11. Another instance was that the right to information proposed under Section 13(10), to provide company financial status, etc, to the union for the purpose of collective bargaining; right to negotiation on collective redundancy proposed under Section 13(11), which could protect the best interest of workers when the companies are winding down;

12. We recommended the removal on the limitations on strikes on any matters covered by Section 13(3) and 44(e), which are against the ILO standards; and

13. The essential services listed in the bill fail to comply with ILO standards. The ILO Committee on Freedom of Association has clearly said that public waste

management, chemistry, custom, meteorology, food to pupils and cleaning of schools should not be deemed as essential services.

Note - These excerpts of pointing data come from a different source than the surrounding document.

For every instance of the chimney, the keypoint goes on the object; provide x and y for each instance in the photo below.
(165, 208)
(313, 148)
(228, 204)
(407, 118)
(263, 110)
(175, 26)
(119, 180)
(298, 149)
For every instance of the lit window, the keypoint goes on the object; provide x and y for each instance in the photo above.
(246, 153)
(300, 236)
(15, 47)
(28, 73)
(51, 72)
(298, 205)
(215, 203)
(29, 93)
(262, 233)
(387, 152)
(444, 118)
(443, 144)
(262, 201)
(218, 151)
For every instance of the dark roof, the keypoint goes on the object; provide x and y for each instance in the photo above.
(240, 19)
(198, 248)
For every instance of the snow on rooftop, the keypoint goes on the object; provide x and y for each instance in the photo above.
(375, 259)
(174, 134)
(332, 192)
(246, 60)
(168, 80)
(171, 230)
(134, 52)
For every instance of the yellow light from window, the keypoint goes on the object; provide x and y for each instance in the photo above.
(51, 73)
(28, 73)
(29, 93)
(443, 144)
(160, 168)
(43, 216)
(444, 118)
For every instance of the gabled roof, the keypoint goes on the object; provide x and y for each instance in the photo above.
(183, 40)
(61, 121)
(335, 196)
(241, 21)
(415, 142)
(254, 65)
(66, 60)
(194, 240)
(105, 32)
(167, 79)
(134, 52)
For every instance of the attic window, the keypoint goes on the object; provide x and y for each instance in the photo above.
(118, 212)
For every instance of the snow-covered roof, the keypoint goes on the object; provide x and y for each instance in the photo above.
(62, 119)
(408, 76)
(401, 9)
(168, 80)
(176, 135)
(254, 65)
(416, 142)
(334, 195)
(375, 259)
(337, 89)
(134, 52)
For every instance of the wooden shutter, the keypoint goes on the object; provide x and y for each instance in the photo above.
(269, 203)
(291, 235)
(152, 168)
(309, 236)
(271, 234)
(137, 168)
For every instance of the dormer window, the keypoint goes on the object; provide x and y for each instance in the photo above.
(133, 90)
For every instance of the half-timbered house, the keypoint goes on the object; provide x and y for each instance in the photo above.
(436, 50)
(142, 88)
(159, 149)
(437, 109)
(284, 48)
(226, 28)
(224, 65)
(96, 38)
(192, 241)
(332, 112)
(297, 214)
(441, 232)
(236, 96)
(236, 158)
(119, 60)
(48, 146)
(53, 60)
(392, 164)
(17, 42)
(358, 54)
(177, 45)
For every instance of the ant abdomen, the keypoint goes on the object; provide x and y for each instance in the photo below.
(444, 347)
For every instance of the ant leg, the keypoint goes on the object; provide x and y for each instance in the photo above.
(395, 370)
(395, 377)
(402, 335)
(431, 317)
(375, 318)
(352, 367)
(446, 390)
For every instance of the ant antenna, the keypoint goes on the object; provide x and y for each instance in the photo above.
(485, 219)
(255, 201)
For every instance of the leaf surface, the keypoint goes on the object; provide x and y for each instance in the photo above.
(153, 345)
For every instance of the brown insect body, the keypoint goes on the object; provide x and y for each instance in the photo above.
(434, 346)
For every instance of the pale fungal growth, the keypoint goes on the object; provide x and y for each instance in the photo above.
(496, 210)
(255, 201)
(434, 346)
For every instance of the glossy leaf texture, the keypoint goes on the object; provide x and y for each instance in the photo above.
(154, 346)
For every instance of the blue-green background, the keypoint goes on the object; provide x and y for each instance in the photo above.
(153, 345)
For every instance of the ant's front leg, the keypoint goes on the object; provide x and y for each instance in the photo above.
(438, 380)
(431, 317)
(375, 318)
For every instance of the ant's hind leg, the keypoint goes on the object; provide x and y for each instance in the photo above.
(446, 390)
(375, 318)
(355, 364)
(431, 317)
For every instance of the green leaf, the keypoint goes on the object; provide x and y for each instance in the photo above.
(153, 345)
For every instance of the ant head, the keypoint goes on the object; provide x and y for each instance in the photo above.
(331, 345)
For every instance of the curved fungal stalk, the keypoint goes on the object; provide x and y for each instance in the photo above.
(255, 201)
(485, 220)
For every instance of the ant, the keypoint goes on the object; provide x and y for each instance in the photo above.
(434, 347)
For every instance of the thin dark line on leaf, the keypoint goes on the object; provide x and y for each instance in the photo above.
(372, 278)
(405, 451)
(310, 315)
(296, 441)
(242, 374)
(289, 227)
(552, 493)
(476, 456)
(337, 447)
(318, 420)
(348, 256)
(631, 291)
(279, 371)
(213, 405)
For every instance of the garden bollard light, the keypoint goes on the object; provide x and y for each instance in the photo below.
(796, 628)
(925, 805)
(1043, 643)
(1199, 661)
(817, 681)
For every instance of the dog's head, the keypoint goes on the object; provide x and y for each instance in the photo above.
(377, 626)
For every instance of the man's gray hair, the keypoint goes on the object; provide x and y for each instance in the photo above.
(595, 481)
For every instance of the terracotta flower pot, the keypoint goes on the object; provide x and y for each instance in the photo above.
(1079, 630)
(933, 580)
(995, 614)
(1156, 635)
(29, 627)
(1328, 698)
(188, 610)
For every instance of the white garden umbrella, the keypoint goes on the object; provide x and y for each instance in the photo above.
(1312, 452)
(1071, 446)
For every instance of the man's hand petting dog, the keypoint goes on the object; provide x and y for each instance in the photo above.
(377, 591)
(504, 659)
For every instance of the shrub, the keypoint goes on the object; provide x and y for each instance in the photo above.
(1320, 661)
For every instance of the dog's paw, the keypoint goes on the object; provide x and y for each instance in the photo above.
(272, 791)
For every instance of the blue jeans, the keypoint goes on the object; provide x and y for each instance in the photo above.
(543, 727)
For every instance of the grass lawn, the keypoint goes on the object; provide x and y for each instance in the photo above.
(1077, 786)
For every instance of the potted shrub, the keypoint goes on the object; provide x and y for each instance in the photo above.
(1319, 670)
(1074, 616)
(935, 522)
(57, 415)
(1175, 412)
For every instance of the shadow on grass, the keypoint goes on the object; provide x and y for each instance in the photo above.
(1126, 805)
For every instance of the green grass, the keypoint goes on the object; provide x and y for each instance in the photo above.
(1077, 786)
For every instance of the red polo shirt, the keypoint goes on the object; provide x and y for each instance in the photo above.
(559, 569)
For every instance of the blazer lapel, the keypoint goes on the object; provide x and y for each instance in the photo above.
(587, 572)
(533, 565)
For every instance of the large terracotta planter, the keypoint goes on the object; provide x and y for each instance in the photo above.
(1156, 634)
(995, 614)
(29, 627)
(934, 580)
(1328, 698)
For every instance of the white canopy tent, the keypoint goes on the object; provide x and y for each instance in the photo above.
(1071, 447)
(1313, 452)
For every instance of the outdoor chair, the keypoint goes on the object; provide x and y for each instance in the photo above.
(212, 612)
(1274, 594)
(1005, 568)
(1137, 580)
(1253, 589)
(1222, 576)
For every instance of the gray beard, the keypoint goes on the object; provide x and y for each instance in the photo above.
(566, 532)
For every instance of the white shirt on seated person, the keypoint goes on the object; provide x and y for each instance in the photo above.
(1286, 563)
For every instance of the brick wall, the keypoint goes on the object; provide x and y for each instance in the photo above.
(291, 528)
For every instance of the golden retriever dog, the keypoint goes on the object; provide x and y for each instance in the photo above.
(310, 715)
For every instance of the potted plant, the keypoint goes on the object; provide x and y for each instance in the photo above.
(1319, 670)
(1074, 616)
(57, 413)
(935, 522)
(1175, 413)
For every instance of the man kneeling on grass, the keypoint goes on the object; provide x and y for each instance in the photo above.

The Act also does not spell out the procedure to file a complaint under Section 59. The lacuna in this section is too glaring and had been in the statutes from the beginning, rendering the section toothless. Also, does the Industrial Court, which is a tribunal, have the powers to impose a fine or imprisonment terms? If so the procedure is not spelt out.

In conclusion, we urge the human resources minister to re-look at the Act and to include the above recommendations into the Amendment Bill to strengthen the Act as we feel it is still a work-in-progress effort.


Formerly known as Coalition of 58 Trade Unions and NGOs, the Labour Law Reform Coalition is endorsed by 58 trade unions from various sectors and worker organisations.